Important and unexpected article from Crain’s Detroit Business on Michigan’s shortage of automotive engineers. That’s right, shortage! Conventional wisdom is that we have a big competitive advantage in engineers. The story is we have a surplus, the country has a shortage. Apparently not. Or at least not in engineers with skills in electric vehicles engineering. Supposedly the growth engine of the Michigan economy.
The story is entitled: Electric-drive powertrain suppliers face shortage of engineering talent. It is the same basic story we have been writing about for years. Jobs available, not enough folks with the right skills to fill them. Coming out of the Great Recession this is going to be a reality in lots of industries. The post recession jobs will be increasingly knowledege-based. We don’t have enough folks with competitive skills, so there will be more jobs available than people with the skills to fill them.
The Crain’s story ends with the predictable bottom line: can’t find talent here, companies will go elsewhere. As they write: Oliver Hazimeh, head of the e-mobility practice at consultant Waltham, Mass.-based PRTM, says Detroit-area suppliers and automakers face a challenge in persuading engineers to relocate. They may have to consider satellite engineering centers in places like Silicon Valley, he says:”The solution may be to go where the resources are.”
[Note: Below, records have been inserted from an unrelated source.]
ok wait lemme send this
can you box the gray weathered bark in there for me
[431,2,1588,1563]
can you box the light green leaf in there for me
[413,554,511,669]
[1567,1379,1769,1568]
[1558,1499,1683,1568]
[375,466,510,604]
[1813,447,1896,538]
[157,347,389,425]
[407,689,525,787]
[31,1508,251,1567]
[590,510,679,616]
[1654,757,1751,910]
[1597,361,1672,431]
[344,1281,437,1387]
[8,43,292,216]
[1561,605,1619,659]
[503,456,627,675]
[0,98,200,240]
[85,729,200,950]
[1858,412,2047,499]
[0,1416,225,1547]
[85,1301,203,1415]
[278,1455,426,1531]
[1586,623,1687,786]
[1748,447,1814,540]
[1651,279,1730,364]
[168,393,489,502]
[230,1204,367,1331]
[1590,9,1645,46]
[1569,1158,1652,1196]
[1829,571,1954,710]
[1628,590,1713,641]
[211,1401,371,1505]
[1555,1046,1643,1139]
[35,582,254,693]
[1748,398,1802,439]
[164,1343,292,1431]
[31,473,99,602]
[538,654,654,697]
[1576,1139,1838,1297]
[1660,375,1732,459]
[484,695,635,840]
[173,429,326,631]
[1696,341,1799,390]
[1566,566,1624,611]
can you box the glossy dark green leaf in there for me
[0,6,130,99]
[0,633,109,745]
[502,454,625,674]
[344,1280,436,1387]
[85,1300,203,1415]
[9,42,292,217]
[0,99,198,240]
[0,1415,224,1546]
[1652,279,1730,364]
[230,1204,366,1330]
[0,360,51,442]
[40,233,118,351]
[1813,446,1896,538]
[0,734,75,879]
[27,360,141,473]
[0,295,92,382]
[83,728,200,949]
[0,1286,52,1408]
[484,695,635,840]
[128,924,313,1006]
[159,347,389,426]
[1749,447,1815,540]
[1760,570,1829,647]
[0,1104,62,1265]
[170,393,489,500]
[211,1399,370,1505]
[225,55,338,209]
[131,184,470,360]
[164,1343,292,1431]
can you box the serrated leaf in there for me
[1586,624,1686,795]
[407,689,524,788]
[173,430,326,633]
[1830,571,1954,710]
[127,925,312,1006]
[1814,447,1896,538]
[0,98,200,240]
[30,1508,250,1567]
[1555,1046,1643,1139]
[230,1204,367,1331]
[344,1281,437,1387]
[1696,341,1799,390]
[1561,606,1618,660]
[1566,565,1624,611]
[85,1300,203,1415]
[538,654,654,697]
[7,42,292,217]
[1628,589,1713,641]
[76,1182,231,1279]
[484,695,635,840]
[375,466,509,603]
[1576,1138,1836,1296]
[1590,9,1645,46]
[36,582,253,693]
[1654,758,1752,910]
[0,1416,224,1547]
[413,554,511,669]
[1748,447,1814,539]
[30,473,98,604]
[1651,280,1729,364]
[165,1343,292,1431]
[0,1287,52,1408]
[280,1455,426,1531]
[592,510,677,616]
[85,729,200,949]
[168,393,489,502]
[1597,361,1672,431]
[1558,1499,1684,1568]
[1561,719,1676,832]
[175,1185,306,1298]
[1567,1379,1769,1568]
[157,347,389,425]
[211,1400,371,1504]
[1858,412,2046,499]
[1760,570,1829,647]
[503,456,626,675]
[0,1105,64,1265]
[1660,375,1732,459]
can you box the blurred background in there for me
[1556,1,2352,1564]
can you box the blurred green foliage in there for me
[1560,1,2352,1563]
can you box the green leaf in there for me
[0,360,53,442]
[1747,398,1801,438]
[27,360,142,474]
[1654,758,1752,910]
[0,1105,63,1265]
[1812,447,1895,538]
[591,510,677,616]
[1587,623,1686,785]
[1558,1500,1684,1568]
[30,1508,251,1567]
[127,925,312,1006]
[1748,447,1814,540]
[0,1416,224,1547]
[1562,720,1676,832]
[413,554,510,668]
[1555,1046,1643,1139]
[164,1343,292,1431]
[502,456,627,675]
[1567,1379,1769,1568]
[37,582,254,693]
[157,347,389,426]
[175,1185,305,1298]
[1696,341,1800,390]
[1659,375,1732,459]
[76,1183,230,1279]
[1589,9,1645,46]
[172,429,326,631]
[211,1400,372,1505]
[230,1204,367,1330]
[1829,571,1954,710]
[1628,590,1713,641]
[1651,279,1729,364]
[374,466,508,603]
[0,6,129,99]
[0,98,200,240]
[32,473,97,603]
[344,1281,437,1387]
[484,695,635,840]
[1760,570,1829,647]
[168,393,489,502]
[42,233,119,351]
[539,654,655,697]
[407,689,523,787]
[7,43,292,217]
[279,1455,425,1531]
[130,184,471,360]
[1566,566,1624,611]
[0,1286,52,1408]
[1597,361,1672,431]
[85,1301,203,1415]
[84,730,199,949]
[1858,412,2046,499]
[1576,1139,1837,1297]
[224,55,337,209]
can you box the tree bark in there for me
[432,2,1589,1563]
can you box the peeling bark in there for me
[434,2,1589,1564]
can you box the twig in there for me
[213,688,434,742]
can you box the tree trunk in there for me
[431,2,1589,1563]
More evidence that in a knowledge-based economy it is talent that is the asset that matters most. It is both the most important asset and also the one in the shortest supply. So increasingly enterprises will move to where the talent is, not workers to the jobs. And the places they will move to our places like Silicon Valley – talent rich – not places with low taxes and weak unions that we are warned about constantly. If it can happen in an industry where we are dominant like autos, believe me it can happen in any industry.